Mumbai : The Securities Appellate Tribunal (SAT) quashed a regulatory order against top depository NSDL, which was passed by Sebi in December 2008, but implemented about two-and-a-half years later in July 2011 after initially being dismissed as ‘null and void’.
The orders required National Securities Depository Limited (NSDL) to conduct an independent inquiry to fix individual responsibility for failure at NSDL in the wake of IPO and demat scams between 2002-2006. After hearing NSDL’s appeal against these orders, SAT ruled that independent probes have already been carried out by depositories and remedial measures have been taken after ascertaining that there was no individual complicity, reports PTI.
“Therefore, at this belated stage directing the appellant (NSDL) to institute fresh inquiry to fix individual accountability … is wholly unjustified and unreasonable.”
NSDL and CDSL came under scanner in 2006 in connection with the IPO scam, wherein various entities had fraudulently cornered shares reserved for retail investors and sold them later after the listing.
The committee, comprising the then Sebi board members G Mohan Gopal and V Leeladhar, was constituted in 2008 to look into NSDL’s role in the IPO scam and it found various lapses on the part of the depository and had asked NSDL as also Sebi itself to take corrective measures.

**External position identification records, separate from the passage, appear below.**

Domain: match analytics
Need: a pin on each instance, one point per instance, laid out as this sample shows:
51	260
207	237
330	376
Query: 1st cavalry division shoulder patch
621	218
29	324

Incidentally, Mohan Gopal in December 2010 wrote to the Prime Minister that Sebi board abused its powers to protect its then Chairman C B Bhave from facing an independent inquiry with respect to his actions as NSDL Chairman during the IPO scam.
Sebi declared the two-member committee’s probe into the matter as ‘non-existent’ at a time when Bhave was serving as chairman of the regulatory authority.